C'est avec une scène poignante que s'ouvre American Sniper. L'Irak, un village quasi desert, sur un toit un sniper veille, ange gardien des marines patrouillant au sol. A travers le prisme de la lunette nous observons la scène, aux aguets. Un coup de téléphone passé sur un toit, une rue quasi déserte où les marines progressent surement. Tout à coup une femme et un enfant sortent d'une maison, le sniper veille toujours,réglant sa lunette, la menace pouvant provenir de n'importe où. Et là point le dilemme. La femme remet une grenade à l'enfant chargé de tirer sur les soldats américains. Le sniper vise, retient son souffle, transpire devant ce terrible choix. Flashback. Le choix de couper cette scène et son intensité est très ingénieux, Clint Eastwood nous permet alors de nous attacher à ce personnage qui ne nous avait pas encore été introduit. Texan fier de son pays Chris Kyle devint suite aux multiples menaces contre l'Amérique (notamment le 11 septembre) un véritable patriote fier de servir son pays, laissant femme et enfants (en devenir) pour aller risquer sa vie en Irak.
Au delà de l'apparent patriotisme planant sur l'ensemble du film, Clint Eastwood évoquera également le difficile retour à la maison des soldats, éprouvés ils demeurent en décalage avec le monde civil, l'ombre de la guerre planant sur leur quotidien.

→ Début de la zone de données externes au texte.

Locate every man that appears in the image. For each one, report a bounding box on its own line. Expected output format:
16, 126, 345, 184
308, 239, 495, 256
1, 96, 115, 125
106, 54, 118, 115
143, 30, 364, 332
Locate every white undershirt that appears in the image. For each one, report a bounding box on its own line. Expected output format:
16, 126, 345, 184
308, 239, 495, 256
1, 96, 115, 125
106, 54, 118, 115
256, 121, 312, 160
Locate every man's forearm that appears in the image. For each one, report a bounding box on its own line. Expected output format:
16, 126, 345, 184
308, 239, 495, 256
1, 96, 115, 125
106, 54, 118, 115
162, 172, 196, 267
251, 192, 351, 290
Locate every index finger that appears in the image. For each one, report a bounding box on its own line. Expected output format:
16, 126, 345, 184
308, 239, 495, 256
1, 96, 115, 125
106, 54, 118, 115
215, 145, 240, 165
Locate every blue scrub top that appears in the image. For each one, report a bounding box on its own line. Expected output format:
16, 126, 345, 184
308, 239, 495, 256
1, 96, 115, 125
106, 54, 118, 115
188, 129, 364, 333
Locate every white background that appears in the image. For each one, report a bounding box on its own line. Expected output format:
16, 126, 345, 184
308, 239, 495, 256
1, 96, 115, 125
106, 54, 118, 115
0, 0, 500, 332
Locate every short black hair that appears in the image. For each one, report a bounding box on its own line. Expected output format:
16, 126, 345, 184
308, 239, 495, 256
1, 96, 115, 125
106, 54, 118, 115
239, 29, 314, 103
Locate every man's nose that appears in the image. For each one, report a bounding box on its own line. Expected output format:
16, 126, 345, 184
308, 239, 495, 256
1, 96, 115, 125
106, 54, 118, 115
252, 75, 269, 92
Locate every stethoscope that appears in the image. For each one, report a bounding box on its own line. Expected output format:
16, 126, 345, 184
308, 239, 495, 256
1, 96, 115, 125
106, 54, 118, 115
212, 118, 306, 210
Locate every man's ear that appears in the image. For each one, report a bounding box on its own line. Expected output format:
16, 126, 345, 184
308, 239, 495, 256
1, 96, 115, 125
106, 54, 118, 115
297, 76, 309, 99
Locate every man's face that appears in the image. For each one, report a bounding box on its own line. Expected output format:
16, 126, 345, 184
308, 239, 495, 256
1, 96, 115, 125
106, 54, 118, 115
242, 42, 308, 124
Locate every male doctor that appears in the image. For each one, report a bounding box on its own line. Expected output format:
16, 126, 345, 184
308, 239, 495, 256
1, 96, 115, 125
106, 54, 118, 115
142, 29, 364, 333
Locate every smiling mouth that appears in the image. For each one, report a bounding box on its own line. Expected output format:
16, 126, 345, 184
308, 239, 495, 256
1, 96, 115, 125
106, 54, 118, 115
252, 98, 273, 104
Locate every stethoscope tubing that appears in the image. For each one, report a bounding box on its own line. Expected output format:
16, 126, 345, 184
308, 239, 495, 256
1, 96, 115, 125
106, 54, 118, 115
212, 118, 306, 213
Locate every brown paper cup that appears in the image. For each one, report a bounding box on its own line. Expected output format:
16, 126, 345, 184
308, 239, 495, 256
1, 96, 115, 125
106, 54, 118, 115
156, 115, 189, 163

Si Bradley Cooper est impressionnant (physiquement) et covaincant dans son rôle de sniper patriote, le film n'apporte en soit pas grand chose au genre, demeurant classique, sans véritable prise de position de la part du réalisateur. Les scènes sur le terrain sont cependant impeccablement réalisées, avec une mention spéciale pour la scène d'évacuation lors de la tempête de sable, un moment sensoriel pour le spectateur. Au delà de la maîtrise de l'ouvrage, le propos ne semble pas assez nuancé, notamment lors du parallèle avec le sniper rival qui n'est que très rapidement humanisé (court plan où l'on voit qu'il a une femme et un nourrisson); un point de vue souvent unilatéral qui favorise la vision irréprochable d'une Amérique tentant de recouvrer son honneur. On dénombre également quelques longueurs lors des allers retours à la maison, qui perdent en efficacité à la longue, le décalage entre le soldat et le civil étant rapidement intégré par le public.
Un film divertissant et qui semble plus être une adaptation classique qu'un film engagé, les opinions restent relativement lisses, surement un choix du réalisateur, auquel je ne me rallie pas vraiment.